Blackie frowned. “Saturday was Halloween, not New Year’s.”

“Halloween is the Wiccan New Year. The people in the white robes were Wiccans, which is a sort of nature religion.” Sort of. I felt as if I were condensing a graduate course in comparative religion into a ten-second sound bite.

“These Wiccans, they witches?”

“Well, yes, but I don’t think they’re the kind of witches you have in mind. Witches are like Baptists—they come in different varieties.”

He didn’t laugh. “So how do
you
know what kind of witches I have in mind?”

“I can hazard a guess. Anyway, if you want to know about the women who were at the party, ask Mary Richards. She can give you their names and explain their religious practices. Really, Sheriff Blackwell, you’re barking up the wrong tree if you think—”
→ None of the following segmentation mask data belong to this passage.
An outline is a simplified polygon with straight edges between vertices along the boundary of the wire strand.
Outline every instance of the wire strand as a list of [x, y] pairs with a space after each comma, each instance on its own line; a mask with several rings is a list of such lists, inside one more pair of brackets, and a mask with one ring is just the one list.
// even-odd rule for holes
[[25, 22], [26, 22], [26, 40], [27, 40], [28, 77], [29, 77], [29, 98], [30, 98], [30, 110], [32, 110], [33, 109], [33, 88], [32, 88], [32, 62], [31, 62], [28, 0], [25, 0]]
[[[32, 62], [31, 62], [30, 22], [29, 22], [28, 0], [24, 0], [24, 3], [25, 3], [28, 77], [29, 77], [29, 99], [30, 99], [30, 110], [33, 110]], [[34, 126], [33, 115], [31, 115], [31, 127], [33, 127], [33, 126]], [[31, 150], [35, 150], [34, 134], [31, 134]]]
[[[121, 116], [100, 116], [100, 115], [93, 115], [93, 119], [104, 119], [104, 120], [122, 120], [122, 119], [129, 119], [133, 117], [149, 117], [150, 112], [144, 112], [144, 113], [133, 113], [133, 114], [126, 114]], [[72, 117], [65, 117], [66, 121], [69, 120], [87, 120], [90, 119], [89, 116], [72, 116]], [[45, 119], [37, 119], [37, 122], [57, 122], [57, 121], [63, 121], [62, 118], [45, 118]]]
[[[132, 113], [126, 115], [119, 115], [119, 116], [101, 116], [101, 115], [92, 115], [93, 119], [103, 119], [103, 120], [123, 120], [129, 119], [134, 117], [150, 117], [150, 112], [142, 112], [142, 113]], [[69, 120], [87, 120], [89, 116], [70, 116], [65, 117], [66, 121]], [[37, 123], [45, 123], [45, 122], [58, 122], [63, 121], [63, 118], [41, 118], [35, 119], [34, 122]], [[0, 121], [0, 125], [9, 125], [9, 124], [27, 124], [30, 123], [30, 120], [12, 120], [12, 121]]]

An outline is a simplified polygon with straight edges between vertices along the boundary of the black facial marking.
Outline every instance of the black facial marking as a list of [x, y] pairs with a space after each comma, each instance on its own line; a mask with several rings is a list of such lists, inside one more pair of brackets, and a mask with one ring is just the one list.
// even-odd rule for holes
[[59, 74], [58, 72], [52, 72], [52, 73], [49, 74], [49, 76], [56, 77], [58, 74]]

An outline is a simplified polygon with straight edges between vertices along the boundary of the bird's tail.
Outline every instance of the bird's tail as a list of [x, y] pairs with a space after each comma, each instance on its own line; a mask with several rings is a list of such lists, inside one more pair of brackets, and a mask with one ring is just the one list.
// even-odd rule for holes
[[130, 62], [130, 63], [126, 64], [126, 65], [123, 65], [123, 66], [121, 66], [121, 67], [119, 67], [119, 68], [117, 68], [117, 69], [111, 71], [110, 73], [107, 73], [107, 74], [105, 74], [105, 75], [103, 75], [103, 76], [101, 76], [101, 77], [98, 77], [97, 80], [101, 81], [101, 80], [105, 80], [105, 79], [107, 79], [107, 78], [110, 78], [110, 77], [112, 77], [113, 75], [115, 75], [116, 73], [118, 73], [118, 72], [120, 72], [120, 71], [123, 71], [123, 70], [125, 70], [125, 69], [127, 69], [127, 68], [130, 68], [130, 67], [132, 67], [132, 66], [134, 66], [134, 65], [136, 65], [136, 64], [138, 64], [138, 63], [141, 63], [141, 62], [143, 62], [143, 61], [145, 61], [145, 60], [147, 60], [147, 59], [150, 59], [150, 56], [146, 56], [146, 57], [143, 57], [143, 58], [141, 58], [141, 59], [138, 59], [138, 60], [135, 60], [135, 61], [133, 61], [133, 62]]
“Ms. Bayles,” he said patiently, “I have to bark up
every
tree. Ninety-nine out of a hundred are the wrong trees. It’s that one tree I have to watch out for.” He turned the card over. “I wonder if you might’ve happened to remember the names of any other friends of Sybil Rand.”

Andrew, I thought. Out loud I said, “I doubt that she had many friends.”

The sheriff jerked his head in the direction of Ruby’s store. “On the subject of friends, this Ruby Wilcox who runs the store there. I hear she’s a friend of Andrew Drake. That so?”

My seed packet started to blow away and I bent over to retrieve it. When I straightened up, I’d gotten control over my face.